The delays in getting the next stage of clinical trials off the ground is raising concerns that the trials may not come up with definitive answers about whether the vaccines work.

In order to show that a vaccine is efficacious, clinical trials vaccinate some people and leave others unprotected. If more cases are seen among those who didn't get the vaccine, it is signal that the serum is offering protection.

But with the rate of growth of new cases actually falling in many parts of the Ebola outbreak zone, there may not be enough transmission of the virus to be able to show that a vaccine works, some observers fear.

Kieny said the organizers of the Liberian trial are prepared to expand the number of people to be included in the trial if needed. Their statistical analysis suggests they should still be able to reach an answer, she said.

She noted, though, that at this point it seems most likely that a trial planned for Guinea might be the one that will give the earliest clue as to whether the vaccines work.

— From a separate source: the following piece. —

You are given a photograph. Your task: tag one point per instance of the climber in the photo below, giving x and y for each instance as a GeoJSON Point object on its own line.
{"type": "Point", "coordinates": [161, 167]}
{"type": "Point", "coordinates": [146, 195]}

Two trials are planned for Guinea. One is an observational study, in which health-care workers will be vaccinated. They will be watched to see if new infections among health-care workers drop off after the vaccination.

Another — the one Kieny suggested might show signs of efficacy — involves a design called ring vaccination, in which people who are contacts of known cases will be vaccinated to try to prevent onward transmission.

People in some rings will be vaccinated immediately after a case is identified and others will be vaccinated after a delay. If there are fewer new cases among the contacts who were vaccinated quickly, it would suggest the vaccines are protective.

Kieny said organizers of that trial plan to vaccinate 4,500 contacts quickly and another 4,500 after a delay.

The NewLink-Merck vaccine was designed by scientists at Canada's National Microbiology Laboratory in Winnipeg, while the GSK product was designed by researchers at the U.S. National Institutes of Health.

Kieny said a third manufacturer, Johnson & Johnson, indicated it is devising plans to do an efficacy trial of another Ebola vaccine later in the year. The company's vaccine started Phase 1 testing this week in Britain.

Their vaccine requires two doses, a priming dose followed by a booster some weeks later. That is not an optimal strategy in an outbreak, because of the amount of time it would take to protect people.

But Kieny said there was discussion at the meeting about potentially developing two types of Ebola vaccines, one which could be used to develop immunity quickly in an outbreak setting and another that could be given in advance of exposure to people like health-care workers who might at some point encounter Ebola.